Exclusive: JD.com Online Grocery Unit in Talks for U.S. Listing Next Year
Dada-JD Daojia, the online grocery and delivery venture of China’s e-commerce giant JD.com, is in talks for a U.S. initial public offering (IPO) next year to raise between $500 million and $1 billion, Caixin learned from a person close to the company.
Dada-JD Daojia has launched talks with several banks and investment banks for an IPO on Nasdaq in 2020, according to the person, who is close to the company’s senior management. The company is seeking cornerstone investors for the offering, said the person, who declined to be named.
Dada-JD Daojia was formed in April 2016 by merging crowd-sourced logistics provider Dada and JD.com’s online-to-offline e-commerce arm JD Daojia. The company completed a $500 million funding round in August last year from JD.com and U.S. retail giant Walmart Inc. JD.com currently holds 47.5% of Dada-JD Daojia, while Walmart owns 10%.
Dada-JD Daojia started considering a U.S. listing late last year and has launched internal restructuring as preparation, the source said. Money raised from the offering will be mainly used to supplement operating capital and provide incentives for customers and delivery staffers.

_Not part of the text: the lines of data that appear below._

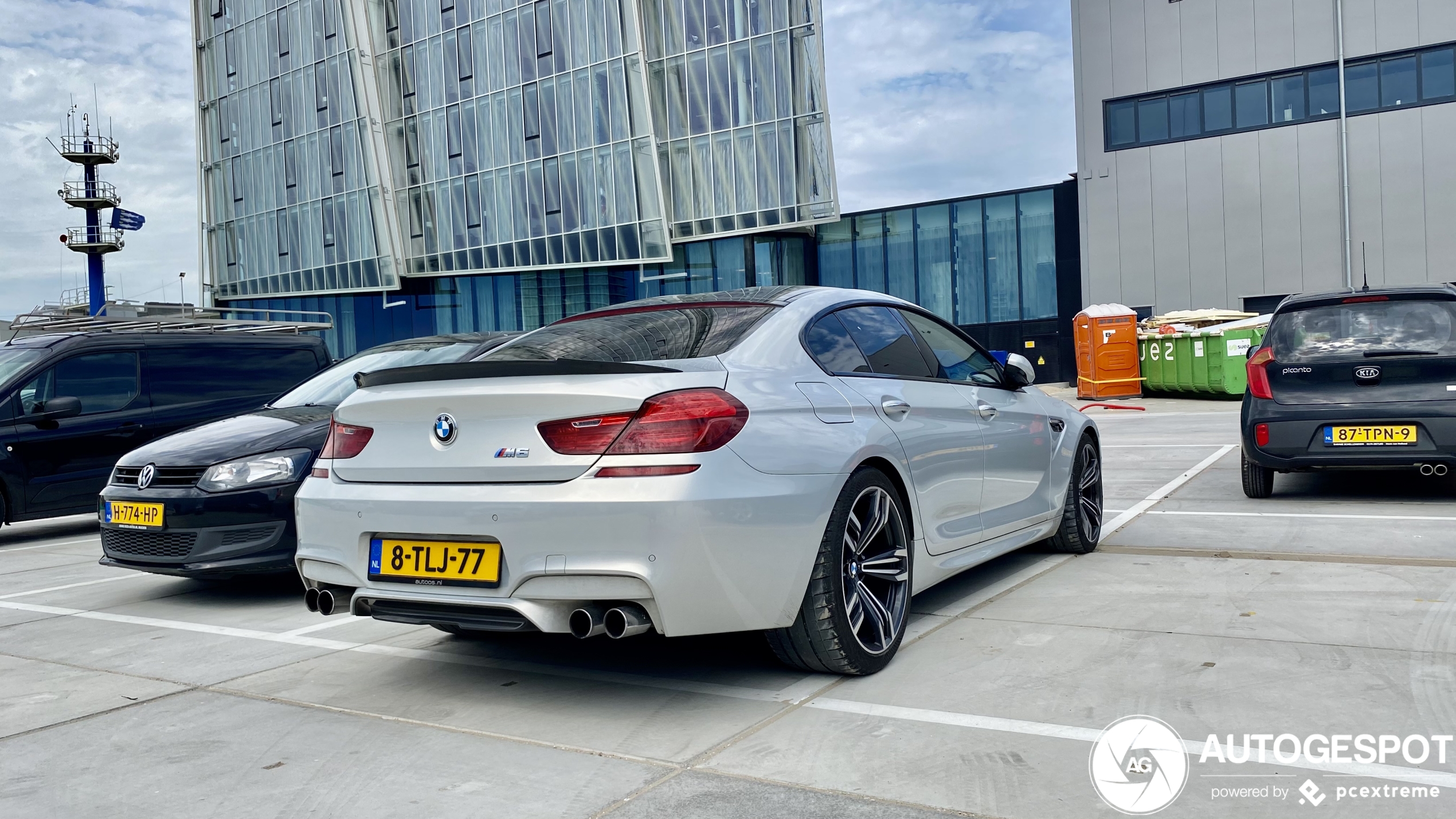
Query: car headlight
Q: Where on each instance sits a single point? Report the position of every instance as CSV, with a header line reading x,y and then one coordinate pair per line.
x,y
257,471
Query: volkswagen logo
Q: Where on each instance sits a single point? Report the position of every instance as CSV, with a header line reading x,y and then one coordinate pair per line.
x,y
444,428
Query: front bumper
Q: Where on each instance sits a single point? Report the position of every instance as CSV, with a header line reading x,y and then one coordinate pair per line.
x,y
204,534
1296,436
724,549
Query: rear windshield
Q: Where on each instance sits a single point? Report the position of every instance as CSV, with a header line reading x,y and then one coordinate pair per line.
x,y
656,335
1369,329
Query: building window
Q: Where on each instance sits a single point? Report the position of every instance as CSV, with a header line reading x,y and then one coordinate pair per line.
x,y
1387,82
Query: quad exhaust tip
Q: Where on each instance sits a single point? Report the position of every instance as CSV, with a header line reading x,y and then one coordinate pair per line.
x,y
619,622
330,600
625,622
587,622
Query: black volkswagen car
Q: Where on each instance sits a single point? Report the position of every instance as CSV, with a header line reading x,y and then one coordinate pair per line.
x,y
216,499
1353,379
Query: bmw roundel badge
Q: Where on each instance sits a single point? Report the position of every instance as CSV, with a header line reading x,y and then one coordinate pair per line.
x,y
444,428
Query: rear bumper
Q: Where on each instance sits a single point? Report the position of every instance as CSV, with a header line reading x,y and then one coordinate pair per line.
x,y
1296,436
724,549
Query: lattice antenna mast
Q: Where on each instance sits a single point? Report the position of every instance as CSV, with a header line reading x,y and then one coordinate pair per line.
x,y
91,195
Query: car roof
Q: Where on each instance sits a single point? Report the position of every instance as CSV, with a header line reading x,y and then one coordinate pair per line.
x,y
1305,300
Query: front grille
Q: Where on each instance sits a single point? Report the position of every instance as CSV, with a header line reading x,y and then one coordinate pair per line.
x,y
149,544
166,476
235,537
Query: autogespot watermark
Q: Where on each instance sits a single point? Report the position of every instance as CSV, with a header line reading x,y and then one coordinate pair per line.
x,y
1139,766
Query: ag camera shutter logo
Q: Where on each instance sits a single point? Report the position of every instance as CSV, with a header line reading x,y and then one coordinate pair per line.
x,y
1139,766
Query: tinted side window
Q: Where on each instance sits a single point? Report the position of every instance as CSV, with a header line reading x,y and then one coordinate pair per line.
x,y
653,335
182,376
884,341
831,344
957,360
104,382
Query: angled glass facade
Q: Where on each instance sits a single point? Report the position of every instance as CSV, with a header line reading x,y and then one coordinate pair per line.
x,y
292,191
500,136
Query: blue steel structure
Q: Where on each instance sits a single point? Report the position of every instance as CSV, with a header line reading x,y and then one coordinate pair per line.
x,y
92,195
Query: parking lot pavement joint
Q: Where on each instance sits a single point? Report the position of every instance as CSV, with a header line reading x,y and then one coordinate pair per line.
x,y
1285,642
1295,556
1164,492
440,726
104,712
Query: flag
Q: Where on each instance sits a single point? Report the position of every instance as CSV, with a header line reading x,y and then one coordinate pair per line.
x,y
126,220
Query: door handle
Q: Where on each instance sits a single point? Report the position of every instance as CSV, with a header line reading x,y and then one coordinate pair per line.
x,y
896,407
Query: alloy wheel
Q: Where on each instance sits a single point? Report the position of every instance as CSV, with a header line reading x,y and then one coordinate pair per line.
x,y
1090,492
875,571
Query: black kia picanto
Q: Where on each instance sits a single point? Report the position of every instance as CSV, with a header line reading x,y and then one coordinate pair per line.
x,y
216,499
1353,379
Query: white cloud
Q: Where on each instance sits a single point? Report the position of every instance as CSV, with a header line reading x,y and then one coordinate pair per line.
x,y
139,56
932,99
929,99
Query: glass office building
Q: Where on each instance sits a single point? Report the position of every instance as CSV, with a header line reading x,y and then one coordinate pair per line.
x,y
349,144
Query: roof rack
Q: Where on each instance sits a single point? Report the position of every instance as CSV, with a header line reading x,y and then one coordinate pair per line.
x,y
171,319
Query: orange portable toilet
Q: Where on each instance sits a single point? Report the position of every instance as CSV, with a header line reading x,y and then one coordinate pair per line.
x,y
1107,352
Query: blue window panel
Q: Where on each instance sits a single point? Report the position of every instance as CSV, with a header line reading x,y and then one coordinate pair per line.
x,y
870,252
836,253
969,236
900,253
932,236
1002,268
1039,255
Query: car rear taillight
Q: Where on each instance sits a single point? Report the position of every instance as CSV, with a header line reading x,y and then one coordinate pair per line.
x,y
647,472
346,441
1258,376
584,436
685,421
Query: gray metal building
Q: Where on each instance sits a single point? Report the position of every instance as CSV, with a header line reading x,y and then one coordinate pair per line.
x,y
1211,156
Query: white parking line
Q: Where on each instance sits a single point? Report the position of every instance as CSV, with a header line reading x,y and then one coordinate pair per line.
x,y
130,577
735,691
1395,773
46,544
1302,515
1161,445
1164,492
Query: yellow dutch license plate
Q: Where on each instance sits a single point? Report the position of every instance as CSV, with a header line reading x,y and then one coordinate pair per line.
x,y
134,515
436,562
1392,436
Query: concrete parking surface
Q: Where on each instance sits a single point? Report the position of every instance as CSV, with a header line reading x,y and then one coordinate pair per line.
x,y
1327,610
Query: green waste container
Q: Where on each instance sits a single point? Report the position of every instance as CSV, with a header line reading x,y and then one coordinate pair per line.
x,y
1200,361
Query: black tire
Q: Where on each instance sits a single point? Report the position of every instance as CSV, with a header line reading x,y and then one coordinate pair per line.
x,y
1082,512
1258,482
858,600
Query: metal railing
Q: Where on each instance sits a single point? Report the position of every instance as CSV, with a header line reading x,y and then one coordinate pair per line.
x,y
89,149
87,239
73,193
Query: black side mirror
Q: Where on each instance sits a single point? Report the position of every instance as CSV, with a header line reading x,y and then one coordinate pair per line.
x,y
54,409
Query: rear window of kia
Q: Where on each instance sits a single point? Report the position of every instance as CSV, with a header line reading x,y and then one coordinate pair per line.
x,y
1369,329
651,335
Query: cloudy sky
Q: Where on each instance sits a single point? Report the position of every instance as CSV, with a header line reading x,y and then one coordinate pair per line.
x,y
928,98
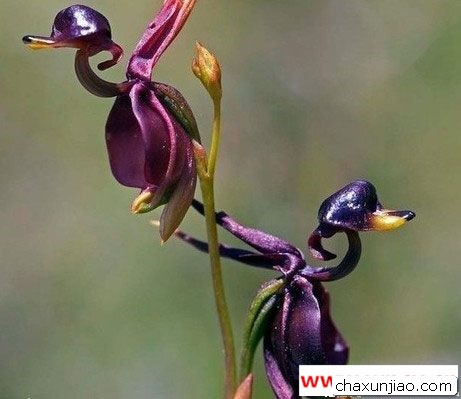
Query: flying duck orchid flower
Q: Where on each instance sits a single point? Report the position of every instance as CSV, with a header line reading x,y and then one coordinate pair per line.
x,y
150,128
293,312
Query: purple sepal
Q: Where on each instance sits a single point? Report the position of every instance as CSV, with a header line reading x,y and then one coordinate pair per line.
x,y
157,37
150,150
301,332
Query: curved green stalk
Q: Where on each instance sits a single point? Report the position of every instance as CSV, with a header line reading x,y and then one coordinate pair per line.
x,y
206,176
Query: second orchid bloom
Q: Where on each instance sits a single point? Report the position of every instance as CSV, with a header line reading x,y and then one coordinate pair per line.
x,y
150,128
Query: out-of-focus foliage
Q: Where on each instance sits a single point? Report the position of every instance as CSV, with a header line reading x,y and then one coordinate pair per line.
x,y
316,94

Dada-JD Daojia declined to comment.
Shoppers can now place orders for groceries and fresh food from Dada-JD Daojia’s platform, which connects with more than 100,000 supermarkets and grocery stores. Since late 2016, Dada-JD Daojia has included some Walmart stores in its system. Now, the platform connects with 290 Walmart stores, or 70% of Walmart’s total stores operating in China.
The IPO plan reflects Dada-JD Daojia’s needs for more capital to expand in China’s white-hot online grocery market and compete with rivals including Meituan Dianping, Alibaba-backed Ele.me and Hema.
A company employee said the platforms compete fiercely and rely heavily on subsidies to attract new shoppers and expand market share. Dada-JD Daojia has spent on average of 80 million yuan ($11.4 million) monthly on incentives to customers and delivery people, exceeding revenue, the source said.
Dada-JD Daojia has tried to cut subsidies to its delivery team, but that has led to worker departures and a decline in orders, the source said.
“Compared with food takeout, grocery delivery is less frequent, and it is more difficult to support a huge crowd-sourced delivery team,” the source said, adding that the company is actively seeking new business fronts.
Caixin learned that Dada-JD Daojia has posted widening losses over the past two years. The company said in a statement that the losses are within expectations and the company is optimizing operations to reduce losses. Dada-JD Daojia has seen business improving with fast revenue growth and declining debts. It posted a 300% annual compound growth rate for revenue with an 11% widening of losses, the company said.
Last week, JD.com reported stronger-than-expected second-quarter earnings with net income swinging to 618.8 million ($90.1 million) from a loss of 2.21 billion a year ago. Revenue rose 22.9% to 150.28 billion yuan from 122.29 billion yuan.